Things to consider:
1. Ebooks are cheap, small and easy to get a hold of.
2. Readers allow you to listen to music watch movies and work on documents
3. The technology will get cheaper, better looking and smaller
4. Remember all those authors who couldn't get an agent or publisher. They don't need them anymore
5. The new generations want convenience not quality
I say these things because I don't think people really look at the trends enough. Someone brought up the death of the music industry. Yes the industry is dying but I see more and more people with underground music on their Ipods. I've also noticed that nano's and touch's sell pretty well. (FYI I work at a best buy in MI).
Looking at everything across the entire field of electronic media, it's all moving to centralization. What I mean is that within the next few years, the tv, mp3 player, computer and ereader will all be one device or one system. The storage is getting bigger and the technology is getting better. You say you don't know about readers but they are becoming more common. The only reason they aren't out en masse is because they are hard to find in a store.
I can guarantee you that if Best Buy, WalMart and Target all start selling $199.99 Sony Readers and had the electronic bookstore to back them (thanks to google it looks like it might be coming soon) then it won't be long until paper starts getting thin. Especially with studies saying that that emissions from paper publishing outweigh what you get from reader and ebook creation.
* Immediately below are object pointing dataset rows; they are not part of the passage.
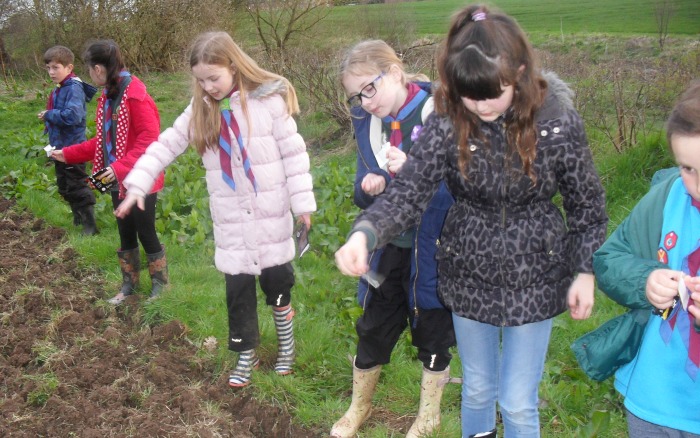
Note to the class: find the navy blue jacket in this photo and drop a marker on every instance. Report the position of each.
(66, 122)
(424, 278)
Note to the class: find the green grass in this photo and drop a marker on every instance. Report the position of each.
(319, 391)
(432, 17)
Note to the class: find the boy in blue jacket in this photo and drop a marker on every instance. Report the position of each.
(65, 121)
(651, 263)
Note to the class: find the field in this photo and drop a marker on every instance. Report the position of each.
(72, 366)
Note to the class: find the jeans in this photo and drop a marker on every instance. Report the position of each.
(501, 365)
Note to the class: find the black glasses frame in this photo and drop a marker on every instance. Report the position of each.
(368, 92)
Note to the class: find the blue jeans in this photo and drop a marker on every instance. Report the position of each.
(501, 365)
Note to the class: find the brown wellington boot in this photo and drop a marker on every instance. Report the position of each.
(364, 383)
(431, 387)
(130, 265)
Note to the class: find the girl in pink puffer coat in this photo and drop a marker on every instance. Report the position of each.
(257, 172)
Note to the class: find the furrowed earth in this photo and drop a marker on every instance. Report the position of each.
(71, 365)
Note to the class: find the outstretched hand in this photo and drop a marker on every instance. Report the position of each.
(582, 296)
(125, 206)
(351, 258)
(58, 155)
(662, 287)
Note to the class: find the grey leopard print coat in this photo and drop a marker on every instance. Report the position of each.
(507, 256)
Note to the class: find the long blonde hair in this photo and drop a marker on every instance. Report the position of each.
(218, 48)
(373, 57)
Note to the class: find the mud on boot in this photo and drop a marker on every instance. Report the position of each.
(285, 339)
(431, 388)
(247, 362)
(130, 265)
(364, 383)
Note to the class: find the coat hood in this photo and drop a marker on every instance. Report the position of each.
(88, 89)
(559, 97)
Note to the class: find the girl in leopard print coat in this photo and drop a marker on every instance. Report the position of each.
(506, 139)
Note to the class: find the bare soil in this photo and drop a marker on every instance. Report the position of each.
(70, 365)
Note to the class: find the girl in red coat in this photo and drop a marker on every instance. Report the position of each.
(127, 122)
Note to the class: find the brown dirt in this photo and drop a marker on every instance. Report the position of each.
(70, 365)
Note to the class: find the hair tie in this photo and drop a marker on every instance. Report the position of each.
(478, 16)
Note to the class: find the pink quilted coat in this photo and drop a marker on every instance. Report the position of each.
(251, 231)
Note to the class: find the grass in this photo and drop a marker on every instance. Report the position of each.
(432, 17)
(319, 391)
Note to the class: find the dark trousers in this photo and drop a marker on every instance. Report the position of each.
(71, 181)
(241, 301)
(387, 314)
(139, 225)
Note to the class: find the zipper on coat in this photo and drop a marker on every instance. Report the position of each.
(364, 302)
(504, 215)
(415, 279)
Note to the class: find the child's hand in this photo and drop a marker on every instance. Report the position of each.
(58, 155)
(693, 285)
(662, 287)
(373, 184)
(306, 219)
(396, 159)
(694, 307)
(351, 258)
(581, 296)
(124, 207)
(108, 175)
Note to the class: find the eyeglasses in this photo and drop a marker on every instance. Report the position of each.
(368, 91)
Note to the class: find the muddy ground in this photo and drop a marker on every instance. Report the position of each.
(72, 366)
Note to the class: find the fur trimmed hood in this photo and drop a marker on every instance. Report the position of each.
(559, 97)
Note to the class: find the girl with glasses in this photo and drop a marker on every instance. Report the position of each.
(505, 138)
(389, 108)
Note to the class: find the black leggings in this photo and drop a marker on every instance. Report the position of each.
(241, 300)
(387, 314)
(139, 225)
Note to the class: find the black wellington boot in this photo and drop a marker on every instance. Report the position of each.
(158, 270)
(87, 218)
(130, 265)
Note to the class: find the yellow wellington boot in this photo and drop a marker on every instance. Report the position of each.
(364, 382)
(431, 387)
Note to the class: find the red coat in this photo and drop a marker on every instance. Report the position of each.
(138, 126)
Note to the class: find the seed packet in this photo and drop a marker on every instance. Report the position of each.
(100, 182)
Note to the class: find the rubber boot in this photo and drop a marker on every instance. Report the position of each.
(431, 388)
(247, 362)
(87, 219)
(77, 220)
(490, 434)
(158, 270)
(130, 265)
(364, 383)
(285, 339)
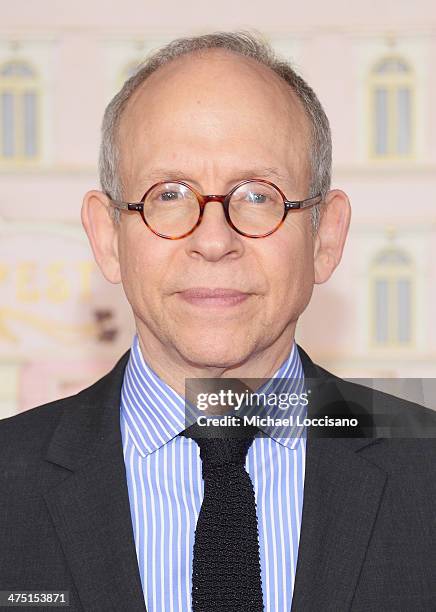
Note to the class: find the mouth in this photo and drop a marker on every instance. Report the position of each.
(213, 297)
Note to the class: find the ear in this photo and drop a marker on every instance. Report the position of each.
(102, 233)
(332, 232)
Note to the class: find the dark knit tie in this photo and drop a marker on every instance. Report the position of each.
(226, 567)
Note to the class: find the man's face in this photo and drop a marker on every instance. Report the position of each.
(213, 121)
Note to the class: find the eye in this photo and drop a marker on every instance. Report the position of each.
(168, 196)
(256, 198)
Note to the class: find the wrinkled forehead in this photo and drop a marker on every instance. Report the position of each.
(210, 99)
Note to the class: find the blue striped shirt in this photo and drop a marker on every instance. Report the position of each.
(165, 488)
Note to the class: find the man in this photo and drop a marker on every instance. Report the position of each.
(101, 494)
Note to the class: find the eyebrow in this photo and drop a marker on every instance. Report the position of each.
(268, 173)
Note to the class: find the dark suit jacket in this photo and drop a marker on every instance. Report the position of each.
(368, 536)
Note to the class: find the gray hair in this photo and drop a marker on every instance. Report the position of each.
(243, 43)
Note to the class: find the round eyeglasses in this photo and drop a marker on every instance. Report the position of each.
(254, 208)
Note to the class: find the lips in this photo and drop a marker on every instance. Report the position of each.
(205, 292)
(217, 297)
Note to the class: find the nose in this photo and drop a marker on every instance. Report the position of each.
(214, 239)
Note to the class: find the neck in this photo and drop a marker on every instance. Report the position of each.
(172, 368)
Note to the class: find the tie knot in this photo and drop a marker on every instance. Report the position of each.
(221, 446)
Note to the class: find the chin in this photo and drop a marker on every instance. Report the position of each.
(222, 353)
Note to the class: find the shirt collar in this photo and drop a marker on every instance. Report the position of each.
(154, 413)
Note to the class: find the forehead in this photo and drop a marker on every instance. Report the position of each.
(208, 102)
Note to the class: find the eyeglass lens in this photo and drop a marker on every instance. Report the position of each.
(172, 209)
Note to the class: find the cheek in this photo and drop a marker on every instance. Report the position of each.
(291, 269)
(139, 263)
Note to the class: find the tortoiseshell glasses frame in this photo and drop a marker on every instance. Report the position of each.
(288, 205)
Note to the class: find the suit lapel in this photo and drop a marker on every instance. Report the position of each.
(88, 498)
(342, 493)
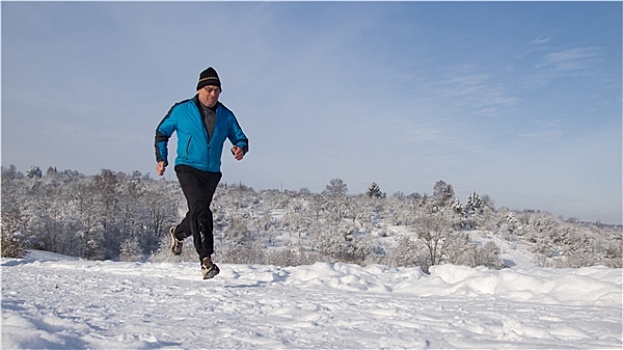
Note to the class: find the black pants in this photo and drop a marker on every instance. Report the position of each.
(198, 187)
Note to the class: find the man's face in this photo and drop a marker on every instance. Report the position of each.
(208, 95)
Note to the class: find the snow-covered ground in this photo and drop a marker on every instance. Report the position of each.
(55, 302)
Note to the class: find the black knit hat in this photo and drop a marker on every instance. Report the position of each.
(208, 77)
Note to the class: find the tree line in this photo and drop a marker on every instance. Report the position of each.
(113, 215)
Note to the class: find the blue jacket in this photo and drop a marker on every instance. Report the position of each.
(194, 147)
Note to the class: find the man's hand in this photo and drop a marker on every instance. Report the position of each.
(160, 168)
(237, 152)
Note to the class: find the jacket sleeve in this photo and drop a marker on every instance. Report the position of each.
(163, 132)
(237, 136)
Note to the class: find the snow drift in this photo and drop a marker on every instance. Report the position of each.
(50, 301)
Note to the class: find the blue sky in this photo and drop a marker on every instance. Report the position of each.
(520, 101)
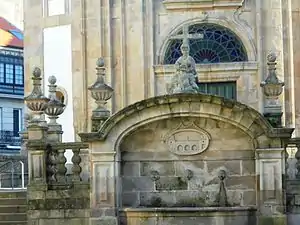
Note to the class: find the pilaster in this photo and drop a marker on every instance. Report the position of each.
(104, 196)
(270, 172)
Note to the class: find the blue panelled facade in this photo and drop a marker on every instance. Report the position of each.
(11, 72)
(209, 44)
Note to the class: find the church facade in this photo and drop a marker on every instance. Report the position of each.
(140, 40)
(174, 149)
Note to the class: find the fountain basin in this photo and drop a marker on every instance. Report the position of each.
(189, 216)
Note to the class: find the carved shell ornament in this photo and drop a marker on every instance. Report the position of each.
(187, 141)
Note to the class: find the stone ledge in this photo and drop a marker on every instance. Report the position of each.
(190, 209)
(62, 203)
(59, 213)
(201, 4)
(172, 105)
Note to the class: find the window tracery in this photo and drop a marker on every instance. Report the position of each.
(209, 43)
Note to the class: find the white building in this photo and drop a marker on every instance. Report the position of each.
(11, 85)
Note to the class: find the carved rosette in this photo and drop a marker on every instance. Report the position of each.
(36, 101)
(187, 141)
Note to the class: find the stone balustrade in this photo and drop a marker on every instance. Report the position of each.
(56, 171)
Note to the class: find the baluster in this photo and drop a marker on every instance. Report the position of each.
(51, 165)
(297, 156)
(61, 168)
(76, 169)
(286, 162)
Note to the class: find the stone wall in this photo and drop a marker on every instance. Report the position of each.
(153, 176)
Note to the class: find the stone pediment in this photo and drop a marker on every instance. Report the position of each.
(186, 105)
(187, 141)
(201, 4)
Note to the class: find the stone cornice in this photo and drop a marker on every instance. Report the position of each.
(213, 72)
(182, 5)
(40, 145)
(169, 102)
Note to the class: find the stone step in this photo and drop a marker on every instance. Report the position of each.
(13, 208)
(12, 201)
(7, 217)
(13, 222)
(13, 194)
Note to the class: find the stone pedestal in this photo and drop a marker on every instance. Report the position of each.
(55, 207)
(103, 202)
(270, 169)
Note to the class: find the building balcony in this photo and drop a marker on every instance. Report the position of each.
(9, 141)
(12, 89)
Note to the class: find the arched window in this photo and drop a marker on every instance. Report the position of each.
(209, 43)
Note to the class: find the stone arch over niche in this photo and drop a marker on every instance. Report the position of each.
(211, 112)
(152, 164)
(235, 28)
(157, 108)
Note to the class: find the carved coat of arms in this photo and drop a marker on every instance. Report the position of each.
(187, 141)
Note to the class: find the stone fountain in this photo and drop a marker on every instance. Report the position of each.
(176, 184)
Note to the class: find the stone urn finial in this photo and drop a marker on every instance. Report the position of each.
(36, 101)
(272, 89)
(272, 86)
(54, 107)
(101, 93)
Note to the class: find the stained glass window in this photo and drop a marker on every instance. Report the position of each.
(9, 73)
(209, 43)
(2, 74)
(19, 74)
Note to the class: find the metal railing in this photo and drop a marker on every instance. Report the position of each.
(9, 138)
(13, 175)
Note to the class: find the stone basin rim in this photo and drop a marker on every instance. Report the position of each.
(189, 209)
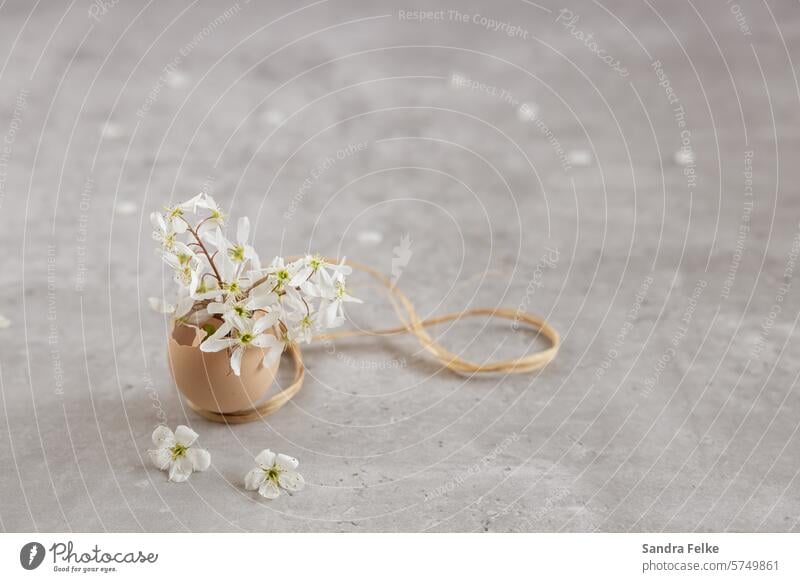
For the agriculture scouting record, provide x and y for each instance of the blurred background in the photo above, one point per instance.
(625, 170)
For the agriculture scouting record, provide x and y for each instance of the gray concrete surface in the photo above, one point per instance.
(673, 404)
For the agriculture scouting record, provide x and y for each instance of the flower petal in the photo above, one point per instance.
(286, 463)
(163, 437)
(254, 479)
(185, 436)
(265, 458)
(269, 490)
(264, 322)
(180, 470)
(160, 458)
(216, 345)
(291, 481)
(200, 458)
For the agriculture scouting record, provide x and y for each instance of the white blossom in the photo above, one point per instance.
(268, 308)
(174, 453)
(273, 473)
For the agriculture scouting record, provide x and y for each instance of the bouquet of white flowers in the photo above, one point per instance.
(224, 290)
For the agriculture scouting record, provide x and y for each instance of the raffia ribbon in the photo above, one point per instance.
(411, 323)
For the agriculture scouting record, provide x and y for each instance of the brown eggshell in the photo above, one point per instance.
(206, 378)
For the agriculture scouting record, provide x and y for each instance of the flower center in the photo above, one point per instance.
(175, 212)
(233, 287)
(236, 253)
(178, 451)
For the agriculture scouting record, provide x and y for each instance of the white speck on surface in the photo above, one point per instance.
(177, 80)
(273, 116)
(126, 208)
(527, 111)
(684, 156)
(112, 130)
(369, 237)
(579, 157)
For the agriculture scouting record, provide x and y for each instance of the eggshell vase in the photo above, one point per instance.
(206, 378)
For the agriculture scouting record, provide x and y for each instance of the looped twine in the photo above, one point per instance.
(413, 324)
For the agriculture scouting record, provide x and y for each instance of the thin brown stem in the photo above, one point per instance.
(205, 250)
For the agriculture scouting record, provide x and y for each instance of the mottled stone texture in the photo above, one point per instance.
(673, 404)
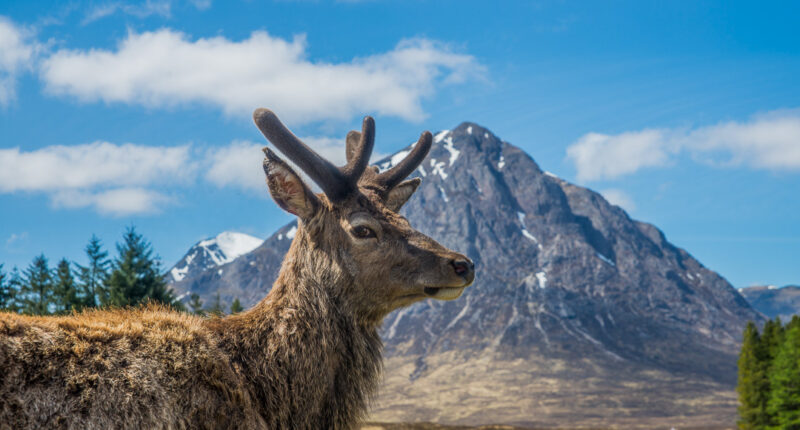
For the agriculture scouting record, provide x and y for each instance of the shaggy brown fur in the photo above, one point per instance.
(307, 356)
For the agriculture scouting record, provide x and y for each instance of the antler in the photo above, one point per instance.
(393, 176)
(336, 182)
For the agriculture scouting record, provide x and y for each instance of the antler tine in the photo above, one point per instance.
(333, 183)
(359, 148)
(393, 176)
If the reader prices keep dropping and the marketing comes next I don't doubt that one day I'll see one in my stores. And trust me, those things will sell so easy during holidays, back to school, on mother's day, father's day, grad presents....etc.
You need to understand it's not just your favorite books.
For a religious person: 2 - 3 versions of a bible or torah or koran...in your pocket.
All your favorite authors works...in your pocket.
All your favorite shows...in your pocket.
Netflix and Blockbuster streams...in your pocket.
Your favorite tunes...in your pocket.
Your novel, manga, biography...wip, guess where....in your pocket.
And you won't need Sprint, AT&T, Verizon or any other monthly service
All on one device. Can you do that with paper?
And one last thing I want to add...
Most of us grew up with books, bikes, action figures/dolls. A few grew up with computers. I have a 3 yr old and a 4 yr old. Both can use the computer better than their grandparents. The one's who will buy these ereaders are going to be our kids. They'll go to school and college and complain that all their textbooks for the semester will cost them $50 total and we'll shake our heads and tell them how much paper textbooks used to cost.
Even funnier....They will buy readers for us for mother's day, father's day, holidays, etc. They'll buy them for us because they know how much we like to read. They'll show us how to make the font larger so our eyes don't hurt. How we can hook them into our car stereos and let the book use its text to speech feature and read us the story while we drive. How to access the google book store from it because it just needs a wifi connection (and google has nationwide wifi). In short get used to it now or get used to it later. Sooner or later you will have to accept it.
The music industry did (mp3s). The movie industry did (blu-ray & imax). The automotive industry will (electronic & hybrid). Library's have (Wikipedia & google). The publishing industry will.